Coevolution

The challenge of accurate evaluation

In most machine learning and evolutionary computation applications, there is a single goal function or error measure that is defined upfront, and which does not change over time. Often however, defining an accurate evaluation function is a hard problem in itself. Take game playing for example; it’s impossible to determine if a given chess-playing strategy is a good strategy without having access to opponent strategies that provide an indication of quality.

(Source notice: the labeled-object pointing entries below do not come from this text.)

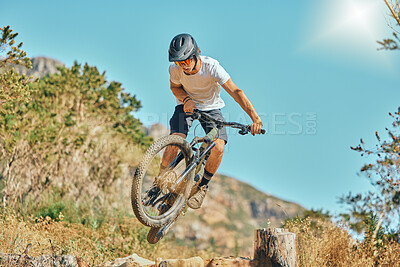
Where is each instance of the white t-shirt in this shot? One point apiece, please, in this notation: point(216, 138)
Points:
point(204, 86)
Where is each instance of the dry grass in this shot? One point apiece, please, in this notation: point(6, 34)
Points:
point(119, 237)
point(322, 243)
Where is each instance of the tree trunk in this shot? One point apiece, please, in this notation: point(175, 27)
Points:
point(274, 248)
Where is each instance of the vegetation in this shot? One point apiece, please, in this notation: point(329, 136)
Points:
point(69, 142)
point(320, 242)
point(393, 43)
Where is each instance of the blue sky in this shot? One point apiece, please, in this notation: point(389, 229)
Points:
point(311, 68)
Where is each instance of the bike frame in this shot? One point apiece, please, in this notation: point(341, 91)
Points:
point(200, 156)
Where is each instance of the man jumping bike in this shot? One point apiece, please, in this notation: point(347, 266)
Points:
point(196, 82)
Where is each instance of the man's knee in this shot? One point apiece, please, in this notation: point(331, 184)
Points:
point(179, 134)
point(219, 146)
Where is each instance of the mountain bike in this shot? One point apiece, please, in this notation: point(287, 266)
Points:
point(159, 194)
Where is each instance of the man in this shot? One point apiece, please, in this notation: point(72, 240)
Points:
point(195, 82)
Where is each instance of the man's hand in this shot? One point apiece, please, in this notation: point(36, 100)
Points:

Learning by self-play: relation with coevolution

In coevolutionary algorithms, candidate solutions are evaluated based on interactions with other evolving entities. For example, a chess playing strategy could be evolved by playing it against a population of opponent strategies that also evolve over time. Learning by letting the strategy play against itself can be seen as a special case of coevolution; promising results were obtained in Tesauro’s work on Backgammon, and Pollack and Blair convincingly argue that a large part of the success of this approach can be attributed to the coevolutionary aspect of self-learning setups. More recently, Google Deepmind’s groundbreaking work on mastering Go also employed this coevolutionary self-learning approach at its core, reaching a level of play that represents one of the greatest achievements in AI of the past decades.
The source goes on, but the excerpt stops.